I just knocked up a sample piece of code to show you how to collect 16bytes into a buffer using a simple ISR (interrupt service routine). I haven't actually tried this for real but it's based on other working code I have. See the way the main while(1) loop continues to operate until the buffer has 16bytes in it? It's just one way of doing it, there's plenty of variations you can make but you'll need to think slightly different when programming for the embedded enviroment unless you use something like a RTOS (real time operating system). Without an OS you pretty much have to do everything yourself.

The Mbed libraries for the most part relieve you of many burdens but they the Mbed libraries are a framework, not an OS. Learning to work with them, extend them or use homebrew code is the key.

Remember, this is just a very simple example, a starting point.

#include "mbed.h"

DigitalOut myled(LED1);

Serial mycomms(NC, p25); // Uart1
char rx_buffer[16];
int  rx_buffer_in = 0;
int  handle_buffer = 0;

int main() {
    mycomms.baud(9600);
    LPC_UART1->IER = 0x01; // enable Uart1 RX interrupts. 
     
    while(1) {
        // Each time around the loop test to see if we have
        // read 16bytes into our buffer.
        if (handle_buffer) {
            handle_buffer = 0;
            // do something with the buffer.
            LPC_UART1->IER = 0x1; // Re-enable interrupts to get another 16bytes.
        }
        // The rest of your project code goes here....
        myled = 1;
        wait(0.2);
        myled = 0;
        wait(0.2);
    }
}

extern "C" void UART1_IRQHandler(void) __irq {
    volatile uint32_t iir;
    
    iir = LPC_UART1->IIR;
    
    if (iir & 0x1) return;
    
    if (iir & 0x4) {
        while (LPC_UART1->LSR & 0x1) {
            rx_buffer[rx_buffer_in++] = (char)LPC_UART1->RBR;
            if (rx_buffer_in == 16) { // Wrap buffer in pointer and flag ready.
                rx_buffer_in  = 0;
                handle_buffer = 1;
                LPC_UART1->IER = 0; // Disable further interrupts.
            }
        } 
    }
}

 

 

 

01 Oct 2010

user Tyler Wagler wrote:

Hey Andy,

Would you mind sharing that code? I'm looking to use interrupts for parsing some uart messages.

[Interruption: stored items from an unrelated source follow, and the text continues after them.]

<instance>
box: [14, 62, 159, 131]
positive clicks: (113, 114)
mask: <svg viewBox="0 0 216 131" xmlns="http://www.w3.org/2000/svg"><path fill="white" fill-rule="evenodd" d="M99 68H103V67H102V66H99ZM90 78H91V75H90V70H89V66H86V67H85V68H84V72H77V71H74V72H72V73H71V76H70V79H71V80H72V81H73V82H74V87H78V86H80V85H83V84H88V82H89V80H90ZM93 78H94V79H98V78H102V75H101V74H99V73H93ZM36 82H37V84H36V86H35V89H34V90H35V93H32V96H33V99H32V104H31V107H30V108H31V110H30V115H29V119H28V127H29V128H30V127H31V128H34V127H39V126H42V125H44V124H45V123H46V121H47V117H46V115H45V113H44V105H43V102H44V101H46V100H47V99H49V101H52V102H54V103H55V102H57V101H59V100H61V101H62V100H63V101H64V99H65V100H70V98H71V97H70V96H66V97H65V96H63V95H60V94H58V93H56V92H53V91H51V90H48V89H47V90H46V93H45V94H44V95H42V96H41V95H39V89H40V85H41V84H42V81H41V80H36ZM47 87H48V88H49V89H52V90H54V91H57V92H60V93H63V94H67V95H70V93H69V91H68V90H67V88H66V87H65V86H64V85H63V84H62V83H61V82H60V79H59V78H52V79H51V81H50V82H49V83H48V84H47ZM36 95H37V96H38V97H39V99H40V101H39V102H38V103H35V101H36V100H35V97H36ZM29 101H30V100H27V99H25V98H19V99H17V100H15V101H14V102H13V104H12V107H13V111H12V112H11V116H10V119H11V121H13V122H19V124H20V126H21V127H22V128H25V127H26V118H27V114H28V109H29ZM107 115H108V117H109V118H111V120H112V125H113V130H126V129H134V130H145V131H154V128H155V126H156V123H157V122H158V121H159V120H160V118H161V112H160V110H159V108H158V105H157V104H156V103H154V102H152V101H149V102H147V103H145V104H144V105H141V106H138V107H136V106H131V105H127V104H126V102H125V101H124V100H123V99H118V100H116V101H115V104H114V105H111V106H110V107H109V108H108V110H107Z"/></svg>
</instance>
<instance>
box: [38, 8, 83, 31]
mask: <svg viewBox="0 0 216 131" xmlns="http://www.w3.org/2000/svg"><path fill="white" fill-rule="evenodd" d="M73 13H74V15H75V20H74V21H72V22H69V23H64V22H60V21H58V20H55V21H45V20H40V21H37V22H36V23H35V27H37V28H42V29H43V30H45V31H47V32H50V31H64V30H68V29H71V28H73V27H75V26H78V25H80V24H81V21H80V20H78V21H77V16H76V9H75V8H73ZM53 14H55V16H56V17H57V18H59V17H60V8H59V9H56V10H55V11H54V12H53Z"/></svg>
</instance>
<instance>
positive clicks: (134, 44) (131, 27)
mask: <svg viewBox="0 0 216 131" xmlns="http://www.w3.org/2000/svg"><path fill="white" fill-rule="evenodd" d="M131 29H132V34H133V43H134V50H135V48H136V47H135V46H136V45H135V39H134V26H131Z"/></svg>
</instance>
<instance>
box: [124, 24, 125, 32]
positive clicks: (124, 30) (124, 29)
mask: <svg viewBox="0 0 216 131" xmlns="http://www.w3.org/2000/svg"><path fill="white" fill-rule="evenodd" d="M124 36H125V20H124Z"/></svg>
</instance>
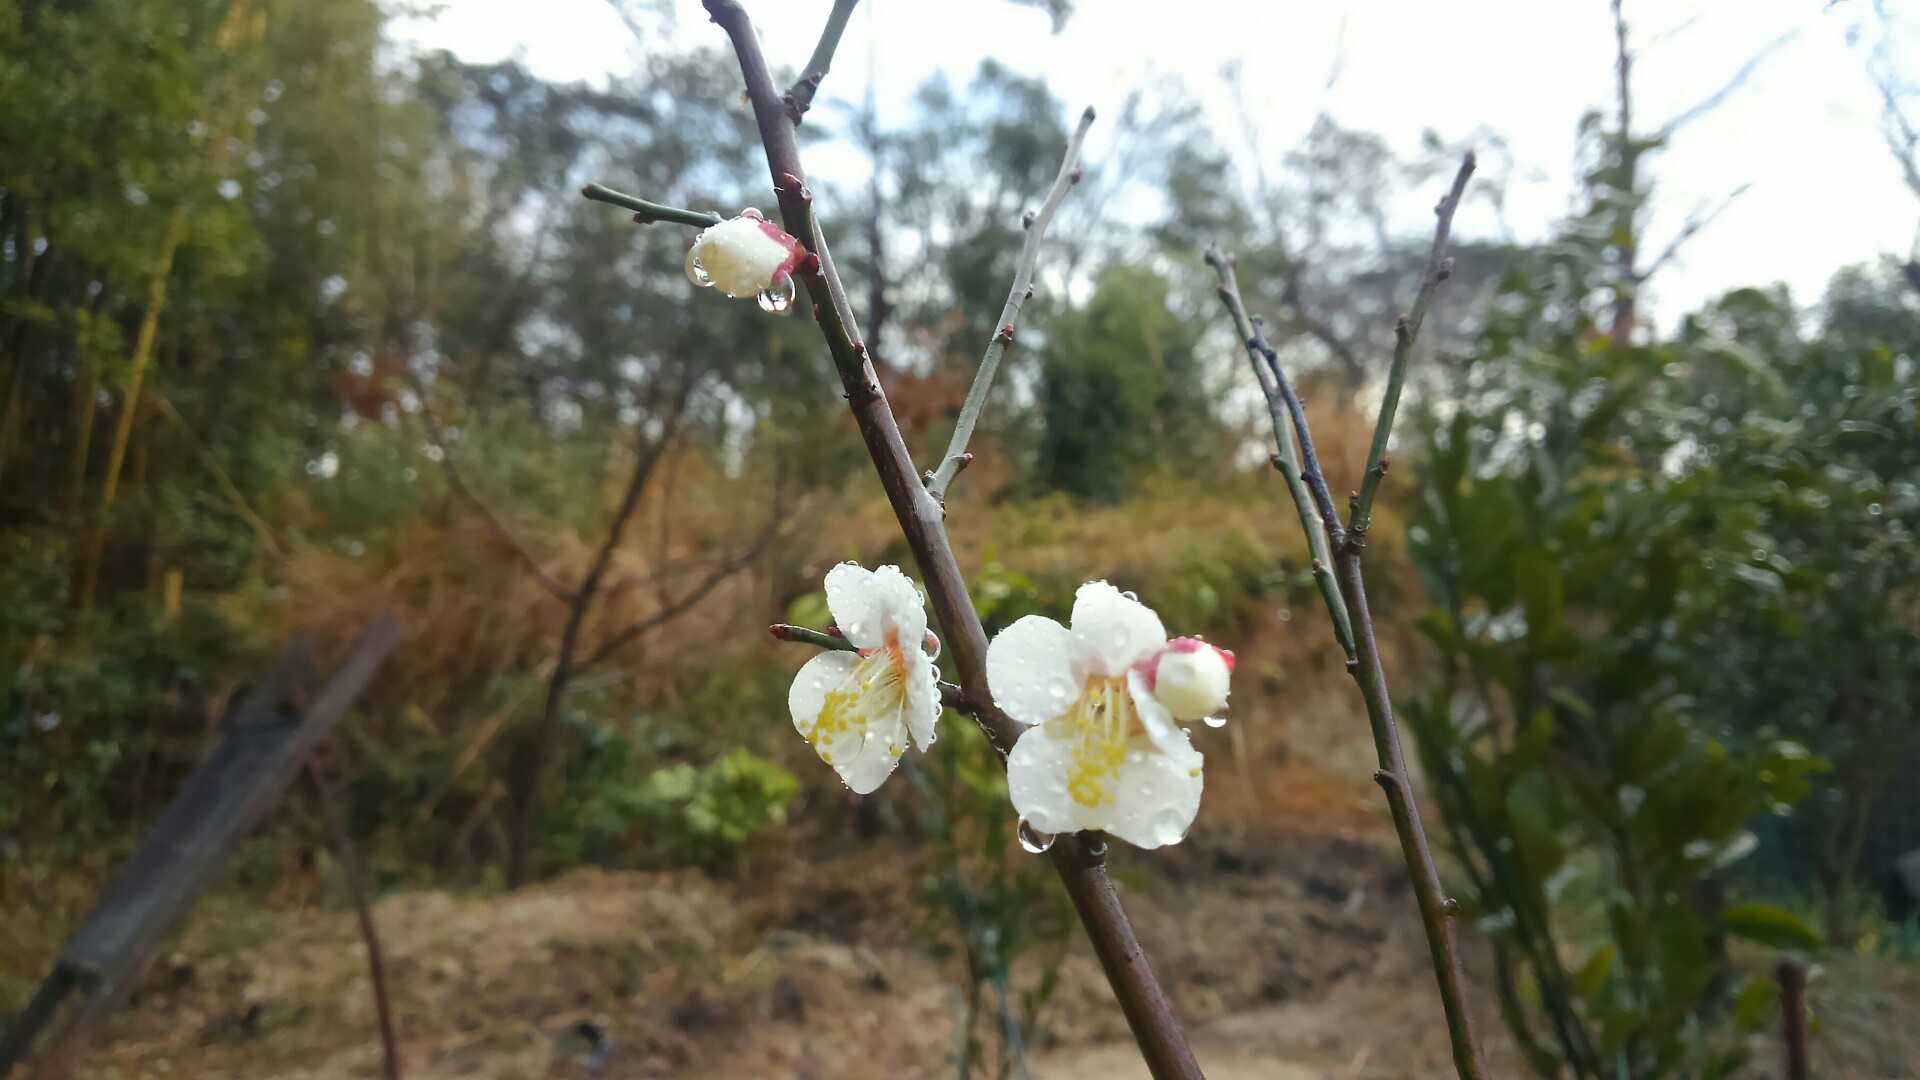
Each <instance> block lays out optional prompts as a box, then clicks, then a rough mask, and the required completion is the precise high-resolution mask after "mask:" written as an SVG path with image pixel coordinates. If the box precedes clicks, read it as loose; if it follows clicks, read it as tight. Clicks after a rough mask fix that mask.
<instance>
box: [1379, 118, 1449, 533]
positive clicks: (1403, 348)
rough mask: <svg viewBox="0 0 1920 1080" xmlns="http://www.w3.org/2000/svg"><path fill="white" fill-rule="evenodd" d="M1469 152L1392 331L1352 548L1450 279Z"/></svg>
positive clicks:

Tyler, nearly ready to publish, just not quite there yet. I have contacted you via private message to email me and I'll send through some samples for you to look over.

01 Oct 2010

Thanks Andy,

I was having some issues with I2c when I used interrupts. And I wouldn't call getc() until available() was true so the data was there when I called it. Basically I would send a 16 byte message, wait a second to ensure the buffer had received everything, and then read all the chars from the buffer (this took 200us). Am I doing something wrong?

01 Oct 2010

Andres, thats sounds reasonable. What made you think getc() was slow then if the chars were already in the FIFO and you checked data was available?

The thing about interrupts if you're not use to handling them is usually two fold, either people make the interrupt function "do too much" or they forget to clear the flag that caused it in the first place. The former can lead to "interrupt stacking" where another IRQ arrives before you completed handling the last one and the later leads to continuous IRQs. As soon as you return it fires immediately. You could have suffered from either, don't know without more details.

So from your last post I'm not sure what you're actually looking to solve or what the nature of the problem is without a little more elaboration.

27 Oct 2010

There are 8 dma channels does this mean that you can have more than one simultaneously enabled? I'm wondering if I can read to serial streams to dma simultaneously.